Strangely enough, Dangote Refinery with its huge gains to Nigeria’s economy is still being persecuted by those who are supposed to make it succeed. Nigeria is the largest exporter of crude oil in Africa. Ironically, it is struggling for the top slot in the importation of crude oil.

In 2025 Dangote Refinery imported crude oil worth $3.7 billion for its operations even as it was still not operating at the full capacity of 650, 000 barrels per day. At full capacity, Dangote Refinery uses 19.5 million barrels of crude oil monthly. It gets just 5 million barrels from Nigeria. The rest is imported. Dangote buys Nigerian crude at a premium in the international market and ships it home at extra cost.

Consequently, the landing cost of imported petrol is N94 per litre lower than Dangote Refinery petrol.

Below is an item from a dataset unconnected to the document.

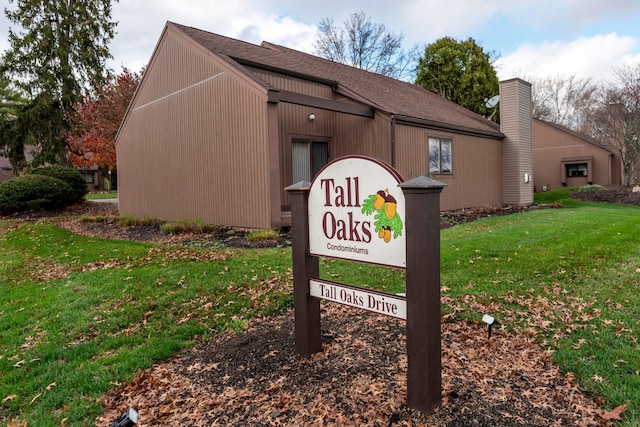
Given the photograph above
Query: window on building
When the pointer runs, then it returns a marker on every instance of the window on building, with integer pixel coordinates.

The economy is plagued by the ambivalence of cheap, imported petrol.

This is a strange development given the gains Nigeria derives from the refinery. In 2025, Dangote Refinery raked in $5.8 billion into Nigeria’s foreign reserves from the exports of refined petroleum products.

The foreign reserve is gaining from the demand and supply ends from the operations of the Dangote Refinery. Even with the obnoxious issuance of licenses to petrol importers when Dangote Refinery produces more than enough of the product, its operations have drastically reduced the demand pressure for foreign exchange in Nigeria’s foreign reserves.

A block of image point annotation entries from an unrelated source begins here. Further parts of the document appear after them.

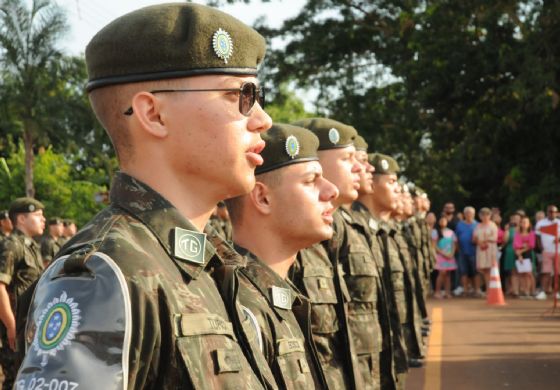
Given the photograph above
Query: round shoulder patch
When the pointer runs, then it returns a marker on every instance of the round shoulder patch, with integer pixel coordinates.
(222, 44)
(334, 136)
(292, 146)
(58, 324)
(384, 165)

If Nigeria were a country that openly supports its domestic producers of essential commodities, we would not be spending a dime any longer on refined petroleum products imports. Dangote Refinery is capable of satisfying both domestic demand and a huge chunk of the demand from other parts of Africa.

Dangote Refinery is equally boosting the supply end of the country’s foreign reserves even when it was operating at less than 60 per cent of its installed capacity. Now that it is operating at the full capacity of 650,000 barrels per day, the nation’s foreign reserves should be expecting a bumper harvest from the refinery’s refined petroleum products exports.

Like Aliko Dangote said at the commencement of operations in the refinery in 2024, Nigeria will be expecting anything from $30 billion from the refinery’s refined petroleum products exports. Dangote Refinery is here to stay. The refinery has the weight and resilience of Africa’s richest man behind it. No one can pull it down.

Even the operators of the refineries in Europe that Dangote seized their markets are now praying for it to succeed and save them from the pangs of Trump’s war with Iran.

Very soon Nigerian importers of petrol will join the refinery operators in Europe to pray for the success of Dangote Refinery. They have no options.